When the model from the first trial was used on the data of the second trial only a correlation of 0.56 was found and it was even worse for model two on data 1.

Discussion
The goal of the experiments and the way they were conducted was great. I am a big fan of getting people to use the systems we build in order to evaluate them. After all, no matter how clever we think our solutions are, we are often times too close to them to see them objectively. That being said, I am not satisfied that the second part of their research goal was accomplished. For a specific environment being able to correlate at 0.75 might be adequate, but as the goal was to build this tool for any gesture environment, only having a correlation of 0.54 means that the system is just "guessing" and not providing the insights a designer would want/need. Secondly, the authors mention that in their regression analysis they remove features that were "only obtainable by subjective judgement". I am not exactly sure what that means, but it makes their numbers of 0.75 and 0.71 seem a little weaker to me.
I think it would be interesting to repeat this experiment to determine if gender/race/left handed vs right handed people aggregate into similar gesture classifiers.

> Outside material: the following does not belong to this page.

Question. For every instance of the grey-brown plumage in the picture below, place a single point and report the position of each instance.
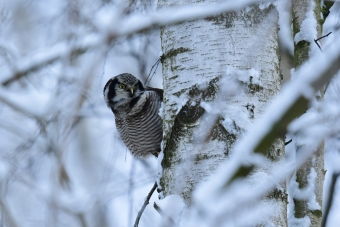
(136, 113)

Specifying Gestures by Example

Dean Rubine
Computer Graphics, Vol. 25, Num 4, July 1991

Summary
Rubine built a hand gesture recognizing architecture called GRANDMA (Gesture Recognizers Automated in a Novel Direct Manipulation Architecture). With this architecture he developed GDP, which is a single stroke gesture recognizer for a small set of gestures.
GDPs gestures are modeled with GRANDMA.
The heart of this paper is in the way the author describes the feature set, the classification, the training, and the rejection so that is what I will focus on.
Feature Set
Done in constant time regardless of the gesture size there are 13 features that are classified. The features are all mathematical functions involving slopes, sums and angles. Refer to the paper for the formulae.
Gesture Classification
Gesture class c has weights that maximize the gesture class.
Training
Training is accomplished with a linear discriminator used to find the weights. Basically, a set of test data determines the feature vectors for a given gesture class by averaging the training data feature sets per gesture. The weights are finally calculated via some statistics using the covariance and inversion of the covariance matrix.
Rejection
Rejection is the act of intentionally not classifying a gesture due to ambiguities. This is necessary because linear discriminators will always classify. Rejection is not necessary as long as a robust undo capability is provided.$$
The great thing about this technique is that it is very accurate for small gesture sets. The author provides some evaluations that show for gesture sets less than 26 the accuracy is better than 98%.

Discussion
As the first true gesture recognition paper I have read I am very excited about the potential. While this paper basically focused on the way something is drawn I would anticipate that there are numerous collisions between mathematically similar shapes to be free in the sketch process. As an editor, it makes sense that a small number of actions need to be recognized, but as a free "piece of paper" the amount of training would be mind boggling. However, I enjoyed this paper as a first step toward targeted recognition and hope that there are some other means of generalizing.